Generalnie panuje pogląd, że postęp technologiczny czyni nasze życie lepszym. Zamiast pisać list, naklejać znaczek i wysyłać pocztą (co niewątpliwie miało swój urok i bardziej osobisty charakter), wysyłamy teraz e-maile. Zamiast jechać do lokalnego sklepu lub producenta, zamawiamy online. Oczywiście nie możemy również lekceważyć rozwoju mediów społecznościowych, które łączą nas ze wszystkimi i wszystkim silniej i szybciej niż kiedykolwiek.
Ekonomiści i eksperci od dawna twierdzą, że postęp technologiczny napędza wzrost gospodarczy i produktywność Stanów Zjednoczonych. Pojawiające się innowacje odgrywają kluczową rolę w kształtowaniu gospodarki, poprawie wydajności i zwiększaniu produktywności w różnych sektorach. Od sztucznej inteligencji po automatyzację, korzyści płynące z postępu technologicznego są powszechne i głębokie.
Przykładowo, automatyzacja i sztuczna inteligencja usprawniły procesy produkcyjne, zmniejszając zapotrzebowanie na pracę fizyczną i minimalizując błędy ludzkie. Ten wzrost wydajności prowadzi do skrócenia czasu produkcji i zmniejszenia kosztów, obniżenia cen przy jednoczesnej poprawie marż zysku. Wyższe poziomy produktywności przyczyniają się do ogólnego wzrostu gospodarczego, ponieważ firmy mogą produkować więcej towarów i usług przy użyciu tych samych zasobów.
Kolejną istotną korzyścią jest tworzenie nowych branż i możliwości zatrudnienia. Wraz z rozwojem technologii powstaje zapotrzebowanie na nowe umiejętności i wiedzę specjalistyczną, co prowadzi do rozwoju zupełnie nowych sektorów. Przykładowo, rozwój branży technologicznej przyczynił się do powstania miejsc pracy m.in. w branży oprogramowania, analizy danych i cyberbezpieczeństwa. Te wysokopłatne miejsca pracy przyczyniają się do wzrostu gospodarczego, zwiększając wydatki konsumentów i napędzając innowacje.

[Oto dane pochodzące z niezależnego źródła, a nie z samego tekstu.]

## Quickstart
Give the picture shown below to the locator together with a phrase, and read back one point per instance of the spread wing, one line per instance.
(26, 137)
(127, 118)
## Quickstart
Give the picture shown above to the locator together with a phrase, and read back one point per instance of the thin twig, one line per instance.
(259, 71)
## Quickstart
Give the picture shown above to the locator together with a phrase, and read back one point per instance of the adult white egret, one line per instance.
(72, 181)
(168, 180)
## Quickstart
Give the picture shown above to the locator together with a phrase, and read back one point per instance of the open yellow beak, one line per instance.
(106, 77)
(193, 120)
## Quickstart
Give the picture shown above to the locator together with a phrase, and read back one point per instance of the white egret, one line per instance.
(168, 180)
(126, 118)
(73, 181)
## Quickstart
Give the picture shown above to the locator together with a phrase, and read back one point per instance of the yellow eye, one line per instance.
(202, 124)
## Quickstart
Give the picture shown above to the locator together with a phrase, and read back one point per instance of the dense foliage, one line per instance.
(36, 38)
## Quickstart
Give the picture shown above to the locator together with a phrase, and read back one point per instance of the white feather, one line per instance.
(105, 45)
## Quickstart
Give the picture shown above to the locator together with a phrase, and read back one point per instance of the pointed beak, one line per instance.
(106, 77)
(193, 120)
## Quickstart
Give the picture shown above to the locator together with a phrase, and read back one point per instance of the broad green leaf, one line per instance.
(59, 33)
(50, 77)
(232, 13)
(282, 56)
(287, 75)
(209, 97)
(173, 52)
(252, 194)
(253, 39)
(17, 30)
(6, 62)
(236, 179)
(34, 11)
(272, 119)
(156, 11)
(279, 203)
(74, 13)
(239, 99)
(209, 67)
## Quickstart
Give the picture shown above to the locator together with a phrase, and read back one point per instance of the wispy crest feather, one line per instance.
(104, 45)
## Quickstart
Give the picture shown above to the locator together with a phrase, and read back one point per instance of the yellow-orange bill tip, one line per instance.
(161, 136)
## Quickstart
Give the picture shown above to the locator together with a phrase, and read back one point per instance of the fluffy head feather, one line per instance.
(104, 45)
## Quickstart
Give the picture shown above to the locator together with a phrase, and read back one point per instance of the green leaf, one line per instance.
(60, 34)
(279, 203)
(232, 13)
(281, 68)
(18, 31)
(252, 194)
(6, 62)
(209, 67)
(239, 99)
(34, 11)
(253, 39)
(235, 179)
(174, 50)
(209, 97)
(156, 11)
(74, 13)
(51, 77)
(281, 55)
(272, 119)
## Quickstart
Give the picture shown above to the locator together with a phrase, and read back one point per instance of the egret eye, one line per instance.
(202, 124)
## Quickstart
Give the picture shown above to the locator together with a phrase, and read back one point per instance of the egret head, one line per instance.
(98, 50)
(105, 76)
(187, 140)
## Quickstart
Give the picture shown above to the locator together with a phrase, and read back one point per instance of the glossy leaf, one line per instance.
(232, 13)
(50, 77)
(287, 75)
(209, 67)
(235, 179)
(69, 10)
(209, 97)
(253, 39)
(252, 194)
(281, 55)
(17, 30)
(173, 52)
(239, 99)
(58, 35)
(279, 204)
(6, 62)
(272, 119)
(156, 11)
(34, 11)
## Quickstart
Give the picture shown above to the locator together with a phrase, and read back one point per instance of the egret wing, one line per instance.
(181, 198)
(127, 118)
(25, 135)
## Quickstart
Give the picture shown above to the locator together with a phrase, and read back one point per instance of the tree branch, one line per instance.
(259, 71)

Książka Raya Kurzweila z 1999 roku, "The Age of Spiritual Machines", wprowadziła koncepcję "The Law of Accelerating Returns". Ray przewidział, że tempo postępu technologicznego jest raczej wykładnicze niż liniowe. Oznacza to, że technologia rozwija się w pętli dodatniego sprzężenia zwrotnego, pozwalając każdemu pokoleniu na postęp w coraz szybszym tempie.

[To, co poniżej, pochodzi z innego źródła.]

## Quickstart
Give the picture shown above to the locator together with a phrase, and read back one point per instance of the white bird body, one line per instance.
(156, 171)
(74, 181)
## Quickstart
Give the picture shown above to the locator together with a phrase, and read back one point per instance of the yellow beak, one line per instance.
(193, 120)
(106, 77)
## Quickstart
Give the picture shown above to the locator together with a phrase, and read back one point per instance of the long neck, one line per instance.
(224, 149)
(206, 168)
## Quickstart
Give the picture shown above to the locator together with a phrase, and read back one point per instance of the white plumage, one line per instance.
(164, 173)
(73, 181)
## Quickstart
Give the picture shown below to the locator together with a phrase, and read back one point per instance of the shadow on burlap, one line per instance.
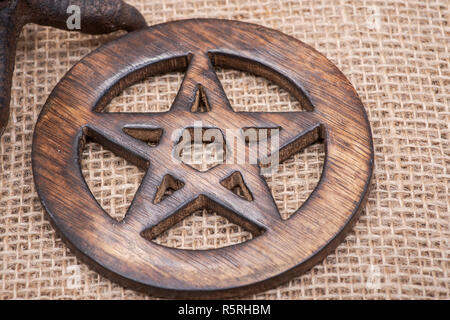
(396, 54)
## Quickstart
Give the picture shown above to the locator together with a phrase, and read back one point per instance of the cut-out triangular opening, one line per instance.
(236, 184)
(154, 94)
(112, 180)
(150, 136)
(203, 230)
(296, 178)
(201, 103)
(250, 93)
(257, 134)
(168, 186)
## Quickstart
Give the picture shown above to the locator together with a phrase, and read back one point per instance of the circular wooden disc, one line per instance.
(281, 249)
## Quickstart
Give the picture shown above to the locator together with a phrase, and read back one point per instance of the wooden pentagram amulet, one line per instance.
(280, 249)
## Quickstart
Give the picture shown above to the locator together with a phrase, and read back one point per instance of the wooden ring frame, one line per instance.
(281, 249)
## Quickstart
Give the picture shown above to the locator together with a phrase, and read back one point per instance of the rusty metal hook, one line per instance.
(97, 17)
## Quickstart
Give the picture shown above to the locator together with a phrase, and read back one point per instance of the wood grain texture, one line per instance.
(97, 17)
(281, 248)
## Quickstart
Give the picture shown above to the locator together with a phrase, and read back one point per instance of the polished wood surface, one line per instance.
(281, 249)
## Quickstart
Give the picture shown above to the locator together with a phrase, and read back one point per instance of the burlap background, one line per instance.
(396, 53)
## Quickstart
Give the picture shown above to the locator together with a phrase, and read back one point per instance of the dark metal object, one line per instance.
(97, 17)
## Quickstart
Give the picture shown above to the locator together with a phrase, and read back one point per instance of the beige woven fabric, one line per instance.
(396, 53)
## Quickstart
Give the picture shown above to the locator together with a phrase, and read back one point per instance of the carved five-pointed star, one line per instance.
(152, 214)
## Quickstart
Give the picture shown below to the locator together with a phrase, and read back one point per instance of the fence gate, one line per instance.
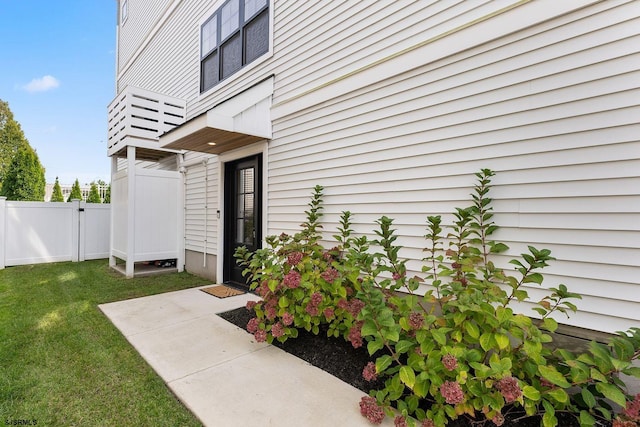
(41, 232)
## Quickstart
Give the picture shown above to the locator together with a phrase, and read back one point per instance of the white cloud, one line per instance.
(42, 84)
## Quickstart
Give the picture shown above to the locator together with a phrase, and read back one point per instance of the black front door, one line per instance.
(243, 213)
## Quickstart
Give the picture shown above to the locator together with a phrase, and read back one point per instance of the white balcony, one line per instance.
(137, 117)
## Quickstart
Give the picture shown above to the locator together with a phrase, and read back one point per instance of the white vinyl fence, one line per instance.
(40, 232)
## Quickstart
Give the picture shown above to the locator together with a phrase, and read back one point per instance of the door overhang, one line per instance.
(239, 121)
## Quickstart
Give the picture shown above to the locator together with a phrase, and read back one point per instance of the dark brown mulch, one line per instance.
(338, 357)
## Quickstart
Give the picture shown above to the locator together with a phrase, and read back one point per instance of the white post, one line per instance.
(3, 222)
(114, 170)
(131, 210)
(181, 206)
(82, 232)
(75, 229)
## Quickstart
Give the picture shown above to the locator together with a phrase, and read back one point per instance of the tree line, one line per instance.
(22, 174)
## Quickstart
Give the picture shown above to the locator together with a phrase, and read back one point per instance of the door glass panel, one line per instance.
(245, 224)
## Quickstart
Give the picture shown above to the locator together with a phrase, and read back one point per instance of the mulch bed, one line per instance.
(338, 357)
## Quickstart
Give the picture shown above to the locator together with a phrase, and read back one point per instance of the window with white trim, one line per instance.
(234, 36)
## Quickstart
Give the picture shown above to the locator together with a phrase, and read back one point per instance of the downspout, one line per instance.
(183, 173)
(205, 164)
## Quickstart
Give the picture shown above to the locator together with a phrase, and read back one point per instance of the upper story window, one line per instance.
(234, 36)
(124, 10)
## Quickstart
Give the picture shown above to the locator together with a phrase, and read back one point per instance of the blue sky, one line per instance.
(57, 74)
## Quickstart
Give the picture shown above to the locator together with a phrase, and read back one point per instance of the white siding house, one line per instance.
(392, 106)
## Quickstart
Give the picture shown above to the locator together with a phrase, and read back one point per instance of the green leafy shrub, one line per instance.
(299, 281)
(460, 350)
(448, 344)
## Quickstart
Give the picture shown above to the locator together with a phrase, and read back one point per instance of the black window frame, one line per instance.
(215, 53)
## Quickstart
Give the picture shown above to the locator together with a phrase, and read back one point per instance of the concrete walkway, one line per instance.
(221, 374)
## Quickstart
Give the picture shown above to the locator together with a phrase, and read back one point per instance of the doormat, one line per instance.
(222, 291)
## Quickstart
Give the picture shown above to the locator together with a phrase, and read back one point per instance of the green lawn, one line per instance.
(62, 362)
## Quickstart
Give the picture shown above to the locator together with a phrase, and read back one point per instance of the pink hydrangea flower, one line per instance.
(277, 330)
(369, 408)
(312, 309)
(264, 290)
(287, 319)
(509, 388)
(252, 325)
(416, 320)
(400, 421)
(330, 275)
(260, 335)
(292, 279)
(452, 392)
(355, 335)
(620, 423)
(355, 306)
(271, 312)
(632, 410)
(294, 258)
(450, 362)
(329, 313)
(369, 372)
(397, 276)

Przewidywania Kurzweila związane z tą teorią okazały się niezwykle trafne. Przewidział on technologie takie jak Internet i wzrost mocy komputerów mobilnych na wiele lat przed ich pojawieniem się. Spośród 147 prognoz, które przedstawił w latach 90. na temat przyszłości do 2009 roku, 115 (78%) okazało się trafnych.
Czy jednak przewidywania ekonomistów dotyczące korzyści płynących z technologii były równie trafne jak Kurzweila?

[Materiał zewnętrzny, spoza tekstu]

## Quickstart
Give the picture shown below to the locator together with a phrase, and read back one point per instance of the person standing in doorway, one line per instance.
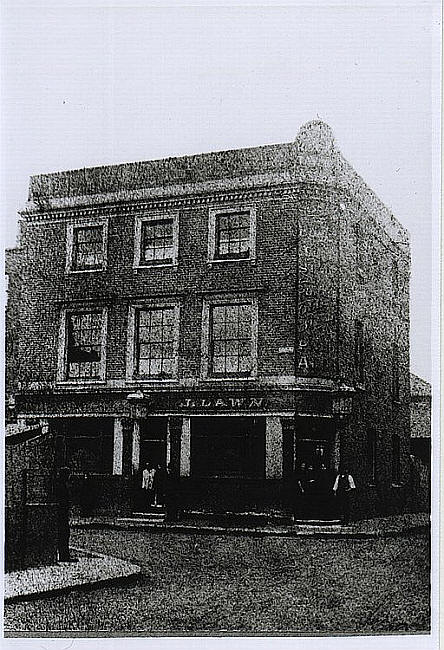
(325, 483)
(63, 508)
(343, 486)
(298, 496)
(172, 494)
(148, 475)
(159, 485)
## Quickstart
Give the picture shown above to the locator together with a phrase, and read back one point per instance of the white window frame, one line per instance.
(155, 216)
(73, 225)
(131, 342)
(228, 299)
(62, 357)
(230, 209)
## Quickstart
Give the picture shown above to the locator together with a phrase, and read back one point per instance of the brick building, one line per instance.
(233, 313)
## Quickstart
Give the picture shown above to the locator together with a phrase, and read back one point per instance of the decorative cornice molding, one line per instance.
(269, 186)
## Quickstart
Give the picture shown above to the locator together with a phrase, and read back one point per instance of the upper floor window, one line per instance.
(82, 348)
(359, 351)
(156, 240)
(232, 234)
(230, 339)
(86, 247)
(153, 342)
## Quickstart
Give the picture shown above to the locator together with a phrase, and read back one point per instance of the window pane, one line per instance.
(156, 342)
(233, 234)
(157, 240)
(231, 339)
(87, 247)
(84, 334)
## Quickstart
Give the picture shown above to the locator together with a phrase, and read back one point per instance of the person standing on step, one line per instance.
(299, 496)
(63, 508)
(343, 487)
(325, 483)
(171, 494)
(148, 484)
(159, 485)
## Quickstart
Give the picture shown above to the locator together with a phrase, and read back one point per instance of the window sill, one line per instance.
(78, 271)
(224, 260)
(79, 383)
(143, 267)
(225, 379)
(135, 381)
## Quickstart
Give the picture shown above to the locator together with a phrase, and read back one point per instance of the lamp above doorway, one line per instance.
(135, 397)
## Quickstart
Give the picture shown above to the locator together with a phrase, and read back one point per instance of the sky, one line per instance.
(87, 84)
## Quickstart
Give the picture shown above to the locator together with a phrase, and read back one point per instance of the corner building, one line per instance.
(234, 314)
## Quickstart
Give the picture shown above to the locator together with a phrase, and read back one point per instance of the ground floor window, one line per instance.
(228, 447)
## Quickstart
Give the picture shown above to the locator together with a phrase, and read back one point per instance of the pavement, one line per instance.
(91, 569)
(96, 569)
(365, 529)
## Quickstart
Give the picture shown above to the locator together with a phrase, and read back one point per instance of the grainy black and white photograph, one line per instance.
(220, 233)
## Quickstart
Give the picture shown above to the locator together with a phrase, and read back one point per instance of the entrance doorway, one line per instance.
(149, 495)
(314, 466)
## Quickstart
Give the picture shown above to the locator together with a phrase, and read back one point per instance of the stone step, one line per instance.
(317, 522)
(150, 515)
(140, 520)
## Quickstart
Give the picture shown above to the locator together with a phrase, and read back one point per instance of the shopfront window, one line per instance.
(228, 447)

Ciemna strona postępu technologicznego
Podczas gdy postęp technologiczny wydaje się przynosić ogromne korzyści, jego ciemna strona jest ukrywana przed publicznym dyskursem.
Jedną z głównych obaw jest przejmowanie miejsc pracy. Automatyzacja i sztuczna inteligencja, choć poprawiają wydajność, często zastępują miejsca pracy tradycyjnie wykonywane przez ludzi. Zjawisko to dotyka głównie nisko wykwalifikowanych pracowników w branżach takich jak produkcja i handel detaliczny, prowadząc do bezrobocia lub niepełnego zatrudnienia.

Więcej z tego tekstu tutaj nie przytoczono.